Pour ou contre la voiture ?
Un tiers des gaz à effet de serre en Rhône-Alpes sont produits par les transports. Perben, ministre des Transports, vient de demander une étude sur le péage urbain. Une proposition que Royal reprend dans son programme en ajoutant un système de "covoiturage pour toutes les entreprises de plus de 50 salariés." En revanche, Sarkozy estime que "la mobilité est corrélée au progrès" et veut privilégier une mise sur le marché de véhicules et d'énergies propres. Les Verts insistent sur l'utilisation du vélo et des transports en commun, Bayrou sur le transport ferroviaire et fluvial.
L'atome de la discorde
Rhône-Alpes est la région la plus nucléarisée du monde et produit près du quart de l'énergie nucléaire de la France. Pour Nicolas Sarkozy "combattre le nucléaire, c'est combattre l'indépendance de la France". Un avis que partage Jean-Pierre Chevènement qui soutient pourtant Ségolène Royal et sa dénucléarisation progressive. Cette même dénucléarisation fait partie des thèmes de campagne de Corinne Lepage. Les Verts, eux, sont plus radicaux et exigent l'arrêt rapide du nucléaire.

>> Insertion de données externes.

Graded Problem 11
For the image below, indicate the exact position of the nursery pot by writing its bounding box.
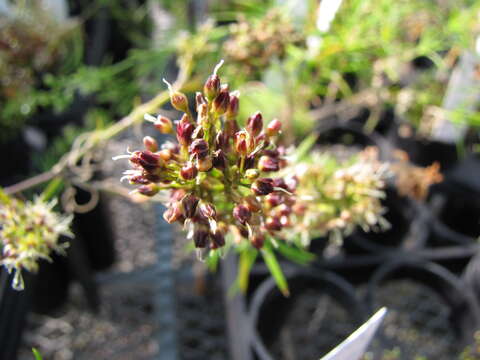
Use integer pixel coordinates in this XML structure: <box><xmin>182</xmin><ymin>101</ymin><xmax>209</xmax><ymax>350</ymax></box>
<box><xmin>367</xmin><ymin>259</ymin><xmax>480</xmax><ymax>359</ymax></box>
<box><xmin>249</xmin><ymin>269</ymin><xmax>365</xmax><ymax>360</ymax></box>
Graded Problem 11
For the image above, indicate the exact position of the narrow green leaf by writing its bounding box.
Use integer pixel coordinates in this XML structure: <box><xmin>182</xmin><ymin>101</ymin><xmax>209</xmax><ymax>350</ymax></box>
<box><xmin>262</xmin><ymin>244</ymin><xmax>290</xmax><ymax>296</ymax></box>
<box><xmin>237</xmin><ymin>248</ymin><xmax>258</xmax><ymax>293</ymax></box>
<box><xmin>277</xmin><ymin>241</ymin><xmax>315</xmax><ymax>265</ymax></box>
<box><xmin>32</xmin><ymin>348</ymin><xmax>42</xmax><ymax>360</ymax></box>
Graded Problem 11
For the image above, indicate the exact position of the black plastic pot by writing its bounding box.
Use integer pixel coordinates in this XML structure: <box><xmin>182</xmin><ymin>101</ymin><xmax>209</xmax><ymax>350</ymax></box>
<box><xmin>387</xmin><ymin>123</ymin><xmax>458</xmax><ymax>171</ymax></box>
<box><xmin>249</xmin><ymin>269</ymin><xmax>366</xmax><ymax>360</ymax></box>
<box><xmin>367</xmin><ymin>259</ymin><xmax>480</xmax><ymax>350</ymax></box>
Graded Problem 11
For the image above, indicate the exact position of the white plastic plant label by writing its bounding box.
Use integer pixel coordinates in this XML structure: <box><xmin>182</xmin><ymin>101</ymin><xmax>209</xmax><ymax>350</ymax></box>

Le soleil peut-il devenir roi ?
Première en nucléaire, Rhône-Alpes accueille également la plus grosse centrale solaire de France à Chambéry. Pour autant, la France n'est pas au point en matière d'énergies renouvelables, selon Dominique Voynet et Corinne Lepage. Pour les deux candidates, ces énergies sont l'avenir et doivent encore être encouragées. "Capables de créer un million d'emplois" selon Corinne Lepage. De son côté, Ségolène Royal veut inciter à l'utilisation d'énergies renouvelables grâce à des subventions. Pour Nicolas Sarkozy, "l'énergie solaire n'est pas la solution de tous nos problèmes."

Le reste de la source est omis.